True HEVs are not present until birth when EC begin to form a network in the T cell areas surrounding the B cell follicles, which is critical for completion of the LN infrastructure and function (12). Initiation of HEV development occurs by ligation of the TNFRs on blood ECs (BECs) leading to vasculature growth and HEV formation, followed by entry of lymphocytes into the LN (44, 57, 58) and completion of the HEV network around postnatal day (P) 4 (19). It has been proposed that initial canonical NF-κB signaling via LTα (TNF-β)-TNFRI interaction generates MadCAM-1+PNAd+ flat HEVs, and that sustained LTβR and downstream non-canonical NF-κB signaling induces development of MadCAM-1−PNAd+ cuboidal HECs (6). A key event in the maturation of HEVs is the simultaneous upregulation of PNAd and downregulation of MadCAM-1 a process known as the vascular addressin switch (9, 50, 59). Until time of birth HEVs express both MAdCAM-1 and PNAd (59). Next, over a period of 4 weeks there is a change in addressing expression, eventually leading to MAdCAM-1−PNAd+ HEV (59). It is suggested that this switch is induced by LTα1β2 expressing DCs originating from the gut (60, 61). These DCs engage the LTβR on immature HEVs resulting in a decrease of MAdCAM-1 expression and an increase in PNAd expression and subsequent homing of lymphocytes (60, 61). Of note, while MAdCAM-1 expression is completely downregulated in PLN HEVs, HEVs in LN associated with mucosal tissues continue to express MAdCAM-1 alongside PNAd (6, 51). Once the switch from MadCAM-1+PNAd− to MadCAM-1−PNAd+ HEVs is completed, the LTβR needs to be frequently, if not constantly, engaged in order to maintain a mature HEV phenotype (44, 57, 62). It has been shown that CD11c+ DC can fulfill this function as they make frequent contact with the HEVs to establish the LTα1β2-LTβR interaction and downstream NF-κB signaling that is essential to control PNAd and MAdCAM-1 levels (57, 60, 63). It is thought that LTβR signaling is the dominant receptor in maintaining the HEV phenotype since LTβR, but not TNFRI, blockade leads to the loss of several HEV-specific markers (57). For instance, interfering with LTβR signaling during PLN homeostasis influences expression of several genes involved in cell adhesion and expression of HEV markers such as Glycam-1 while having no effect on others, including CCL21 (56).

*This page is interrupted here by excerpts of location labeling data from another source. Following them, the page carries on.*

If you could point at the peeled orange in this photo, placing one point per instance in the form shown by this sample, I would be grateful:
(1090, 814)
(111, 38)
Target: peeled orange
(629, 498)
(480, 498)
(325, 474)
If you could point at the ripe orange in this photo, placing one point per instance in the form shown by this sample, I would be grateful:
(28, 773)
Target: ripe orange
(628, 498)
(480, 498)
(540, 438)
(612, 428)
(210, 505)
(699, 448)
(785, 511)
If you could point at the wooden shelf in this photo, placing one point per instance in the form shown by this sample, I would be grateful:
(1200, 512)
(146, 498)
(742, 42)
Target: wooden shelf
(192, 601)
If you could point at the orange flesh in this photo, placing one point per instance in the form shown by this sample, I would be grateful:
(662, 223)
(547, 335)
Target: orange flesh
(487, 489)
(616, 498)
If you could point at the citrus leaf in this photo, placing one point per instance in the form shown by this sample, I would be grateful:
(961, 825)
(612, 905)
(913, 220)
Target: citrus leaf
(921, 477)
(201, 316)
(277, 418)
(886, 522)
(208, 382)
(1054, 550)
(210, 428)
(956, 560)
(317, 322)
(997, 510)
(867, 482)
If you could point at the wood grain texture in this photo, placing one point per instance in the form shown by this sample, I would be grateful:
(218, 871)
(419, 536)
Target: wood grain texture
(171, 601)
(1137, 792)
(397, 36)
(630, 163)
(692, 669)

Although true HEVs only start to develop after birth, a recent study identified a small subset of EC with characteristics of HECs already present during embryonic development (45). These ECs express genes, including Madcam-1, Cxcl13, and Ccl21, which are also expressed by HECs present after birth (45). Targeting these embryonic HECs in a TekLtbr model resulted in a reduction of LTi cell accumulation and subsequent defects in LN maturation suggesting that LTβR signaling in embryonic HECs may play a role in LN formation during embryogenesis (45).

TNFR Superfamily Members in Lymphatic Vasculature Development and Function

Lymphatic vessels are blind ending, thin walled, vessels that are the first entry points for antigen and antigen presenting cells (APC) from tissues into the LNs (64). Characteristic LV markers include LYVE-1, prospero homeobox protein 1 (PROX-1), podoplanin (PDPN), CCL21 and vascular endothelial growth factor (VEGF) receptors (R)−2 and−3 (55, 65). Via extensions into the T and B cell areas LVs are able to centralize antigen presentation, as well as lymphocyte distribution and migration within the LN, either by simply delivering soluble factors or cells, or by acting as APCs themselves (1, 66–69).

Afferent LVs originating from the peripheral tissue branch into the SCSs located directly underneath the LN capsule, extend into the T and B cell areas, and exit as efferent vessels (7, 70). Via these extensions LVs are able to centralize antigen presentation, as well as lymphocyte distribution and migration within the LN, either by simply delivering soluble factors or cells, or by acting as APCs themselves (1, 66–69).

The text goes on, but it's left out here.